Pequena verdade onde o céu se reflete!

Ó mágoa revisitada, Lisboa de outrora de hoje!

Nada me dais, nada me tirais, nada sois que eu me sinta.

Deixem-me em paz! Não tardo, que eu nunca tardo...

E enquanto tarda o Abismo e o Silêncio quero estar sozinho!

(Fernando Pessoa, Ficções do Interlúdio/4: poesias de Álvaro de Campos)

Metamorfose Ambulante

Prefiro ser essa metamorfose ambulante

Eu prefiro ser essa metamorfose ambulante

Do que ter aquela velha opinião formada sobre tudo

Do que ter aquela velha opinião formada sobre tudo

Eu quero dizer agora o oposto do que eu disse antes

Eu prefiro ser essa metamorfose ambulante

Do que ter aquela velha opinião formada sobre tudo

Do que ter aquela velha opinião formada sobre tudo

Sobre o que é o amor

Sobre que eu nem sei quem sou

Se hoje eu sou estrela amanhã já se apagou

Se hoje eu te odeio amanhã lhe tenho amor

Lhe tenho amor

Lhe tenho horror

Lhe faço amor

eu sou um ator...

É chato chegar a um objetivo num instante

Eu quero viver nessa metamorfose ambulante

Do que ter aquela velha opinião formada sobre tudo

Do que ter aquela velha opinião formada sobre tudo

Sobre o que é o amor

Sobre que eu nem sei quem sou

Se hoje eu sou estrela amanhã já se apagou

Se hoje eu te odeio amanhã lhe tenho amor

Lhe tenho amor

Lhe tenho horror

Lhe faço amor

eu sou um ator...

Eu vou desdizer aquilo tudo que eu lhe disse antes

Eu prefiro ser essa metamorfose ambulante

Do que ter aquela velha opinião formada sobre tudo

Do que ter aquela velha opinião formada sobre tudo

Do que ter aquela velha opinião formada sobre tudo

Do que ter aquela velha velha velha velha opinião formada sobre tudo.
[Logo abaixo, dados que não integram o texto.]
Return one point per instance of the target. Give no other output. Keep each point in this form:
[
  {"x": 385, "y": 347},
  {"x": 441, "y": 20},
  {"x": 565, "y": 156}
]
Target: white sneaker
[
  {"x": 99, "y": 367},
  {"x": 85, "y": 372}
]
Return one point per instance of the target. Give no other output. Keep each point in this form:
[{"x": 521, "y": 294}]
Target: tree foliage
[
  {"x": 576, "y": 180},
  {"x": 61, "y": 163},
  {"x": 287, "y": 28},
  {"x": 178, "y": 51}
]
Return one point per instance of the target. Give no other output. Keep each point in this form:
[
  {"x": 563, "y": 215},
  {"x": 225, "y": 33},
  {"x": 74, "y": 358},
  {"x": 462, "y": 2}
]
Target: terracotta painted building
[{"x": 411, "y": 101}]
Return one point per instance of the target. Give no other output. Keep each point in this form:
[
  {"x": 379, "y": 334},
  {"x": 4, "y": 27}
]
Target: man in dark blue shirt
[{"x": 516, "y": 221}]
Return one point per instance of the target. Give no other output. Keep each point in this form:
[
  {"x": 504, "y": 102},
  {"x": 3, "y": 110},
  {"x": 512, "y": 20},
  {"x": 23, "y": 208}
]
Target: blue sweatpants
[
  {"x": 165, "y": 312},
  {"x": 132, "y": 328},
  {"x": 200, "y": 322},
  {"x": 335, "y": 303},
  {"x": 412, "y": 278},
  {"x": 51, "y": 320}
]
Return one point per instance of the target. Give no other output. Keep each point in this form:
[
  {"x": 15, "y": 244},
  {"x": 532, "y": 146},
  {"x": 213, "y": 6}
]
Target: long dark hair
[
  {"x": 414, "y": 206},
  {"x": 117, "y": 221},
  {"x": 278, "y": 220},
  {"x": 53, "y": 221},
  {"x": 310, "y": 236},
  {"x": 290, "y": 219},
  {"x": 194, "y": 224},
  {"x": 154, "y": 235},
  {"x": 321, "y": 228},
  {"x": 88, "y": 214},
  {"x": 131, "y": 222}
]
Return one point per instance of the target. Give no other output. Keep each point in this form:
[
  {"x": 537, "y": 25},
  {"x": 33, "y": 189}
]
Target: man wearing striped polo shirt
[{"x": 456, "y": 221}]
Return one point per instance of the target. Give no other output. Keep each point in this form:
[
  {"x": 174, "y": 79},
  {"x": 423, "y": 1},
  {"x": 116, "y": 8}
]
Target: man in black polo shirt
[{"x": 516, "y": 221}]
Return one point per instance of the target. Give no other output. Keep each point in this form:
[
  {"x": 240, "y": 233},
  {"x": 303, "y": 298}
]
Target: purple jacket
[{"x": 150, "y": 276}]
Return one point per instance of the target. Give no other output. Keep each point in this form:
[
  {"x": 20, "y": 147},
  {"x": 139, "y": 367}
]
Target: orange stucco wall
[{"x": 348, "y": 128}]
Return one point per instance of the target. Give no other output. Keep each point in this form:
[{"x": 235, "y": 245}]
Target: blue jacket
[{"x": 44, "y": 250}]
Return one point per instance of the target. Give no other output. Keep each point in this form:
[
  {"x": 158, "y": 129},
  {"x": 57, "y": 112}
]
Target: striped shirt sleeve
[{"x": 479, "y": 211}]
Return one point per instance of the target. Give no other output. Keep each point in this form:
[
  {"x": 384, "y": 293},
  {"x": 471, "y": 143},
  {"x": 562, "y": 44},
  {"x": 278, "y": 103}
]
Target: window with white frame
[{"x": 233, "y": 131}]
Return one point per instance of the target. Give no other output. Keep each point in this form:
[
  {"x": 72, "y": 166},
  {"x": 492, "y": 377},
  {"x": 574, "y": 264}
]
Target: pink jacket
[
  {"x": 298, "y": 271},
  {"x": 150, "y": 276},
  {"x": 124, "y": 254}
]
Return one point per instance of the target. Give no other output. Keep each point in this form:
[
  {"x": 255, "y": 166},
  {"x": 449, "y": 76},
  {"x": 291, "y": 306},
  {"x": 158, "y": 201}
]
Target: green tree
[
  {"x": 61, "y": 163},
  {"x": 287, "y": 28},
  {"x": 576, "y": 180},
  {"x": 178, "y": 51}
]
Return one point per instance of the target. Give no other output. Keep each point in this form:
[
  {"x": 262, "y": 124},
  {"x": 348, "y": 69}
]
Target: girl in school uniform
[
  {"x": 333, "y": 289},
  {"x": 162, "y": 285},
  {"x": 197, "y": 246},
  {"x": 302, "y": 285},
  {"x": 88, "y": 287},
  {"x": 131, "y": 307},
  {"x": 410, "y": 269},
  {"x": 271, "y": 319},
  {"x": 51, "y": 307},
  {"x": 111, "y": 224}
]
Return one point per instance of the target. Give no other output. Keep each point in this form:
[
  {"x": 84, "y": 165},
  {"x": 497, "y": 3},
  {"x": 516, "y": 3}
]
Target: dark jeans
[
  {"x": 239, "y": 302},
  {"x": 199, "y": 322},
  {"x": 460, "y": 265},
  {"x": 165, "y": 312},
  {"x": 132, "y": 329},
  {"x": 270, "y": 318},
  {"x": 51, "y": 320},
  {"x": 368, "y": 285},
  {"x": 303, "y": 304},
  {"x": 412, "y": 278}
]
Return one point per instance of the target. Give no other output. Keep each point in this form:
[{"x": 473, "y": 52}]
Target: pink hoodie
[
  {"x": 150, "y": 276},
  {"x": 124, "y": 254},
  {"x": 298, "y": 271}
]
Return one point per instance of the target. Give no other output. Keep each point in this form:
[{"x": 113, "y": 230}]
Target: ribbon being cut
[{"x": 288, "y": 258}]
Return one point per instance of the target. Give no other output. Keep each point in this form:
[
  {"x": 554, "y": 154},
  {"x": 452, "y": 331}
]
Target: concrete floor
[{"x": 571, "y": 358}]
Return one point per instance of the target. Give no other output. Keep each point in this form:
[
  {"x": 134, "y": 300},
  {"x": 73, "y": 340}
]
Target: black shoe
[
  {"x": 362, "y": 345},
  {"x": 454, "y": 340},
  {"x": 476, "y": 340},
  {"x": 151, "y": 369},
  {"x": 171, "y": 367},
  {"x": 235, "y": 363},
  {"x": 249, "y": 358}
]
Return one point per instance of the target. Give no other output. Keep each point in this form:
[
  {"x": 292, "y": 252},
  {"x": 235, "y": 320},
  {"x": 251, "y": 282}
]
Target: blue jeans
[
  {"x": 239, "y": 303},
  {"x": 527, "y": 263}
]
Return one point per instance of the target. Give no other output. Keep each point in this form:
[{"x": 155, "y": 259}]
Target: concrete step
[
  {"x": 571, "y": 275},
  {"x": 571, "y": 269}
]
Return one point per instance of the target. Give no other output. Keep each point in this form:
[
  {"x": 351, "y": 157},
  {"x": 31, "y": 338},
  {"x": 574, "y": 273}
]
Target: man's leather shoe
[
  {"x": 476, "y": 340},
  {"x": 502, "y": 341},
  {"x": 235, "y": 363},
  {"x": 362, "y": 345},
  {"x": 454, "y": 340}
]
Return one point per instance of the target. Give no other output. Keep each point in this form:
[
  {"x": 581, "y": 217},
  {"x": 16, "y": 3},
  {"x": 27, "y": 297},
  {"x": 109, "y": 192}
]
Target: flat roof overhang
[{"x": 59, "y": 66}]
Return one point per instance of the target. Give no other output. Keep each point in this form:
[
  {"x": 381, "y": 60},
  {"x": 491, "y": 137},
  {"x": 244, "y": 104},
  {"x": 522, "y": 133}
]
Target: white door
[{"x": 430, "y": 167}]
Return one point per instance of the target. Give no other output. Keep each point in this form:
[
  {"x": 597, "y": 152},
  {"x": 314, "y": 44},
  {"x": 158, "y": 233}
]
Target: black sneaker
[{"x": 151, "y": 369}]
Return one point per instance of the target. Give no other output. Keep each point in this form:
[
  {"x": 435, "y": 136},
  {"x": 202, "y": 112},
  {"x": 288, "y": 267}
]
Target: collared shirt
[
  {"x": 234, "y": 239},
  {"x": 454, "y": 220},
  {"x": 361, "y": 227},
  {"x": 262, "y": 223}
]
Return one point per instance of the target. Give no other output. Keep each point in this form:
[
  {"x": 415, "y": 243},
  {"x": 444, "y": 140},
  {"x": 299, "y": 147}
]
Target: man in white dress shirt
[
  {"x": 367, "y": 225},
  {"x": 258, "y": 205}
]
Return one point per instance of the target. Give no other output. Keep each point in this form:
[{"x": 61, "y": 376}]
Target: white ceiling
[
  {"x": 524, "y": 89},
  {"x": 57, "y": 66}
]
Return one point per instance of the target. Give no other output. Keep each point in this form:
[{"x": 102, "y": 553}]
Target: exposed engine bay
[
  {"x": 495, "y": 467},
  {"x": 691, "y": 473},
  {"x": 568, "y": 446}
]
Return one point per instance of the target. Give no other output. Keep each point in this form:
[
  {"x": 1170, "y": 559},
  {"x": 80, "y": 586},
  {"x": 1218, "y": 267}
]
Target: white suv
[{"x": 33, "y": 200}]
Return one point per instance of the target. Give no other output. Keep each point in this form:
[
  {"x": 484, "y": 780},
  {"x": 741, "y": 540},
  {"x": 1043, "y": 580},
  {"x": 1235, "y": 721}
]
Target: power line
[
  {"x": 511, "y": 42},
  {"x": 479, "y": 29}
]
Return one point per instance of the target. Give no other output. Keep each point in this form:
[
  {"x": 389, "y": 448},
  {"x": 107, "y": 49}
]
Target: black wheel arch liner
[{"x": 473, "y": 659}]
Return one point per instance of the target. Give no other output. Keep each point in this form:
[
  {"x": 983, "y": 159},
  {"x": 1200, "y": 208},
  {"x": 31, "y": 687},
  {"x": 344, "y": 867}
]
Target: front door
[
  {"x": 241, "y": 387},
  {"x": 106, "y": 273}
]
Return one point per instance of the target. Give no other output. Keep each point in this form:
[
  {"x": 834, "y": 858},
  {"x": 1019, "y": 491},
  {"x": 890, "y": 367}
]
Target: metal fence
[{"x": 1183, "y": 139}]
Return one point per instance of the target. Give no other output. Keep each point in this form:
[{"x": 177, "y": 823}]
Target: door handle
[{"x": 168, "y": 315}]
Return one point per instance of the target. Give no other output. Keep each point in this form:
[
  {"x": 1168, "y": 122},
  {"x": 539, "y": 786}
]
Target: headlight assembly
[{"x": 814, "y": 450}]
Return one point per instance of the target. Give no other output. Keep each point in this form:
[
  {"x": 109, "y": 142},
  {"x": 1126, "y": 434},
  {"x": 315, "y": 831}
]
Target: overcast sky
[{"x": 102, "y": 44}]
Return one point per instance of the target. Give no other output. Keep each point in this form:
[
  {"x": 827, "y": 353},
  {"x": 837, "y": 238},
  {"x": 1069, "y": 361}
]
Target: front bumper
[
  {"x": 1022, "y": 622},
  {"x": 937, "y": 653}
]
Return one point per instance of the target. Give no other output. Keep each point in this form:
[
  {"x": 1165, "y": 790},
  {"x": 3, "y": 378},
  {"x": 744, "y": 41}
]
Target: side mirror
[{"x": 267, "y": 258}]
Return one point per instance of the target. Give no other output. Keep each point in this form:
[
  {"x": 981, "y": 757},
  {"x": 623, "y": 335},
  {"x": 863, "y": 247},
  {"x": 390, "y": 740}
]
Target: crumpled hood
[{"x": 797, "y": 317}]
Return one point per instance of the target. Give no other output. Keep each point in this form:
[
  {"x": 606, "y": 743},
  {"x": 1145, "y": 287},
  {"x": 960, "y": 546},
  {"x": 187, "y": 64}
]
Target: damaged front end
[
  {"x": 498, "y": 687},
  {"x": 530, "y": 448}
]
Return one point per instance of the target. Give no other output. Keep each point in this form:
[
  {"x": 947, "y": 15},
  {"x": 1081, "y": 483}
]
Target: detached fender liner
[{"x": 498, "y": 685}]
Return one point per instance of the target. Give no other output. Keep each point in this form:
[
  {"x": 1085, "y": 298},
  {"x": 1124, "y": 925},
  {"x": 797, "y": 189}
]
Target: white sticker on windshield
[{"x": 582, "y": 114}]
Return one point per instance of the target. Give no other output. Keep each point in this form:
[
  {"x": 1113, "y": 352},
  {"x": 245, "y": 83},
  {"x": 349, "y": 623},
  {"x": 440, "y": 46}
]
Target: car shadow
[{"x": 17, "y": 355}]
Do que ter aquela velha velha opinião formada sobre tudo.

Do que ter aquela velha opinião formada sobre tudo...

(Raul Seixas, Os grandes sucessos de Raul Seixas.)

Tanto no poema de Fernando Pessoa como na canção de Raul Seixas se observa o recurso intenso às repetições. Ciente deste fato,

  1. a) Localize o verso de Metamorfose Ambulante que apresenta repetição insistente de uma mesma palavra e defina o efeito expressivo obtido pelo autor com essa repetição;

  2. b) Considerando que o advérbio não é uma das palavras mais repetidas ao longo de Lisbon Revisited, estabeleça a relação semântica que a repetição dessa palavra tem com a atitude do eu-poemático ante os padrões sociais.